Eu gosto do ritmo pulsante do corpo

Quando cê finge se aproximar

Eu tento disfarçar o que meu olhar entrega

E o que ele carrega como um presente.

A mente lapida o sonho

E torna evidente o gosto raro e inibido da tua boca.

E o tempo escorre entre o instante em que te perco

E a lembrança do que não volta,

E tudo a minha volta desenha você de braços abertos

Pra que eu me sinta em seu abraço

Quando o corpo exausto

Desentender-se com o destino

E a música soprar para dentro

Como amor ou lamento

E em mim concretizar o plano

Do encontro profano

De nós dois sobre o mar.

Dentre todos os caminhos, o seu;
Em direção ao que repouso,
Entre um desgosto e outro sonho
Entre o azul que me abraça, e o que quer me afogar.
Sobre o peito, um palpitar sereno
De quem se acostuma a viver em pedaços,
No encontro pleno
Entre os meus e os seus braços.
Eu sou quem sabe o que te faz bem
Quem conhece, e percebe além,
Quem deseja, e tudo mais.
Eu sou a sagacidade do seu corpo
A hegemonia do meu, envolto
O que não quer te largar.
Eu posso me apoiar no teu silêncio
Deixando vestígios de luz e paz, suor e calor.
Posso ser o tempo todo amor
Se puder ser direcionado,
Sem vaidade, sem dissabor
Sendo quem te ama calado,
Com o silêncio de quem conhece o céu.
Posso amanhecer ou anoitecer no que precisa,
Ou o frio na barriga, que tira a minha paz.
E se a vontade de algo mais persistir
Posso ser no que sorrir
Onde encontra seu abrigo feliz.

Me sorriu um sorriso de canto, e eu me entreguei;

Quando teu corpo, ainda em brasa quente me suplicou uma gota de saliva para evaporar. É engraçado como essas coisas têm o dom de se tornarem maiores à proporção que pensamos que obviamente, elas tenham.

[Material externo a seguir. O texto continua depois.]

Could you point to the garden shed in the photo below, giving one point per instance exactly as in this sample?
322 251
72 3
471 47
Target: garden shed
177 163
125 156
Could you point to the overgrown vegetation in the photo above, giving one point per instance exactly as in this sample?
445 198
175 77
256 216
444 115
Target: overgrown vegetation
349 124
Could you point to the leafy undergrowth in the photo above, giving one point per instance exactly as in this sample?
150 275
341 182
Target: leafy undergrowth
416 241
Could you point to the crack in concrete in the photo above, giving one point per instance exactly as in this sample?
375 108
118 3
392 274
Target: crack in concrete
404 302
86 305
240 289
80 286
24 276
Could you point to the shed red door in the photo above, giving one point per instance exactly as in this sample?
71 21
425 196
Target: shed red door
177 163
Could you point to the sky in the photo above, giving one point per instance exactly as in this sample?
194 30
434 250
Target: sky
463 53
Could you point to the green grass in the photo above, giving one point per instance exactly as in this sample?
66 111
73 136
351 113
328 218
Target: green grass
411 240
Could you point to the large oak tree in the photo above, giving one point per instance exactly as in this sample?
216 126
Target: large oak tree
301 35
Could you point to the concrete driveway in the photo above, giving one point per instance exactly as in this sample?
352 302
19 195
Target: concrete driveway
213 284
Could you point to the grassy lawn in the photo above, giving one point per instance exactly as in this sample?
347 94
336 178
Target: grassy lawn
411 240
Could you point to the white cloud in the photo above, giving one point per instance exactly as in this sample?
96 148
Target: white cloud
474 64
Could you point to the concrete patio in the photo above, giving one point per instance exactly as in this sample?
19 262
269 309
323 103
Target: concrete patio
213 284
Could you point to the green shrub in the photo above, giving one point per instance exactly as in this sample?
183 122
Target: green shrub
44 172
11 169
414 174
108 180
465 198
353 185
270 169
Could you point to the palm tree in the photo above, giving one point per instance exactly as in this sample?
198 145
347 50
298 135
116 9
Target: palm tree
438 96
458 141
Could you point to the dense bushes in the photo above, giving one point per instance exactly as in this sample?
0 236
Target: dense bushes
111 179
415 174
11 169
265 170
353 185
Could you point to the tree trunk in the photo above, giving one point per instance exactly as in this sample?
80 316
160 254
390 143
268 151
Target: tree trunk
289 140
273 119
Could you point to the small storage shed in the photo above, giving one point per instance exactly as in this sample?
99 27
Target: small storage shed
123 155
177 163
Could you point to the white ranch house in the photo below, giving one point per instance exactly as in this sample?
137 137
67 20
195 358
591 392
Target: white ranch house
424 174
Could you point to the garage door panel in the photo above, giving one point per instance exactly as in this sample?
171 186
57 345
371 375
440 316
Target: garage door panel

Me sorriu um sorriso de canto, e eu me entreguei;

Quando fizemos da noite uma valsa, num canto uníssono de nossos corpos, criando ruídos no silêncio que instauramos na serenidade desse abraço.

Me sorriu um sorriso de canto, e eu me entreguei;

Não que eu quisesse, ou pensasse, ou sonhasse que fosse de outra forma. Vai! Eu não sei falar de pequenassentimentalidades tão bem como você.

Mas eu sei o que falar, de quando você me sorri de canto, e eu me entrego.

Eu não saberia despertar, sem ter amor, ódio, repúdio, tesão, raiva. Eu não saberia despertar, sem desejar que você morra, ou viva, em mim. Para mim. Eu sei do que é explicito, e do que fica gravado. Da sua língua tatuando meu corpo, da sua mão sem jeito em meu cabelo, sua risada mansa ao pé do ouvido, em sucessivas tentativas frustradas de sensualidade.

Me sorriu um sorriso de canto, pois sorriso de canto, não exige nenhum esforço de sensualidade. É inata. Insensata. E eu me entrego.